For six years, the Department of Defense (DoD) recognized diversity within the department and encouraged LGB service members and LGBT civilians to visibly serve.
For six years, DoD officially acknowledged LGBT Pride Month, starting a year after President Obama repealed “don’t ask, don’t tell.
For six years, DoD released a memo marking June as LGBT Pride Month encouraging personnel to hold local LGBT events and telegraphed the administration’s support of LGBT troops, putting the LGBT “community on par with other minority groups the department acknowledges, like women, African-Americans, and Asian-Americans.”
For six years, DoD marked Lesbian, Gay, Bisexual and Transgender Pride Month in June with events around the world.
For six years, the Defense Equal Opportunity Management Institute (DEOMI) designed LGBT Pride Month posters “recognizing Lesbian, Gay, Bisexual and Transgender Americans…[calling] upon the citizens of the United States to eliminate prejudice and celebrate the great diversity of the American people.”
The last LGBT Pride Month poster one can find at the DEOMI web site is the June 2017 poster, below.
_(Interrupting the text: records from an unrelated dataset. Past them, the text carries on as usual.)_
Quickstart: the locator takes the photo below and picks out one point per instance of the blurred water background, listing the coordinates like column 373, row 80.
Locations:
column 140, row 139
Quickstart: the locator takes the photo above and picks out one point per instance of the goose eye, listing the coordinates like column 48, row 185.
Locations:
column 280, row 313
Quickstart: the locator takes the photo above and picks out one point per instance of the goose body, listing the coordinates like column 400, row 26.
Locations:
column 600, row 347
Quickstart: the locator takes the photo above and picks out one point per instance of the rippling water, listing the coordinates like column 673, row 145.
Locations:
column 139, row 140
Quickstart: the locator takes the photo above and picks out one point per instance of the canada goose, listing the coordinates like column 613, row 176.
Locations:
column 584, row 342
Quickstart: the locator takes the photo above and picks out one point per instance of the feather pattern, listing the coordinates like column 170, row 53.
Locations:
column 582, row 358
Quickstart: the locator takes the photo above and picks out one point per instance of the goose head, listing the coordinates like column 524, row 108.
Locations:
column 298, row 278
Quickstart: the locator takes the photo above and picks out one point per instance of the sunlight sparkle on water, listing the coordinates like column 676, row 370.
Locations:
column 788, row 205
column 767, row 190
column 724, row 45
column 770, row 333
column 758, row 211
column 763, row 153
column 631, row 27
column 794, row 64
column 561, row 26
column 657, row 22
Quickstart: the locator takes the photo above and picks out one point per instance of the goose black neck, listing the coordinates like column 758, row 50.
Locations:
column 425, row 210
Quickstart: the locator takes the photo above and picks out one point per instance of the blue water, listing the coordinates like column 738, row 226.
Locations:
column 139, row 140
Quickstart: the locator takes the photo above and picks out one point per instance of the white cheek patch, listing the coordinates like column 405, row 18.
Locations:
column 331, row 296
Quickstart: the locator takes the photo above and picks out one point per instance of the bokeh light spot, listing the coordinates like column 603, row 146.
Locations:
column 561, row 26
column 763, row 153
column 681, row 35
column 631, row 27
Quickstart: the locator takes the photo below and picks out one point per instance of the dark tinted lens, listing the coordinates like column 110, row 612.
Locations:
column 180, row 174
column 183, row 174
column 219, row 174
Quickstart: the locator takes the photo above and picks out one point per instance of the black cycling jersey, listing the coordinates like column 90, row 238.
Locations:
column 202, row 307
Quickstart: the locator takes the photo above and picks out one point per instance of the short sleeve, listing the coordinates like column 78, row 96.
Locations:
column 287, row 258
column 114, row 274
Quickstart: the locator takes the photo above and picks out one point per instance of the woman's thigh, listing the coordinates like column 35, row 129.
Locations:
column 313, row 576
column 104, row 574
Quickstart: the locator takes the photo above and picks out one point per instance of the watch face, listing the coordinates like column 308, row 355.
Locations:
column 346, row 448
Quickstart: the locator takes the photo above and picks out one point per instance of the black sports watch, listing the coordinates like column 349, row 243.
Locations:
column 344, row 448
In June 2018, The Advocate reported, “With the DOD pulling support, the Pentagon’s LGBT group had to design its own promotional posters for its Pride party, something the Pentagon’s design office previously did.”
For six years, DoD published special reports to celebrate the event. Today, when one goes to the DoD “LGBT Pride Month” page (lead image), one can see past stories and posters, but also the message, “You have reached a collection of archived material. The content available is no longer being updated and may no longer be applicable.”
Those words, “no longer applicable,” perhaps inadvertently tell the sad truth.
That is because this year the Department of Defense did not release a memo marking LGBT Pride Month, nor did the State Department send out an official cable with guidelines for marking Pride Month, nor did Pompeo attend the State Department’s annual Pride Day event.
This year, “the State Department began rejecting all embassy requests to hoist rainbow flags outside the mission buildings during LGBTQ Pride Month,” according to the Washington Post.
In April, the military began enforcing Trump’s restrictions on transgender troops serving in the military. While the rules are not as draconian as had been feared, they still drew criticism from Democrats and civil rights advocates who “decried the change as bigoted.”
According to the Washington Post, some claim the Trump LGBT policies to be “a death by a thousand cuts.”
Others have decided not to even discuss “LGBT issues publicly and risk the consequences of drawing attention to themselves.”
“We fly below the radar,” one employee told the Post. “We survive because they don’t realize we’re here.”
Not the way to live in “America the Beautiful…[where] God shed his grace on thee And crown thy good with brotherhood”.
The author is a retired U.S. Air Force officer and a writer.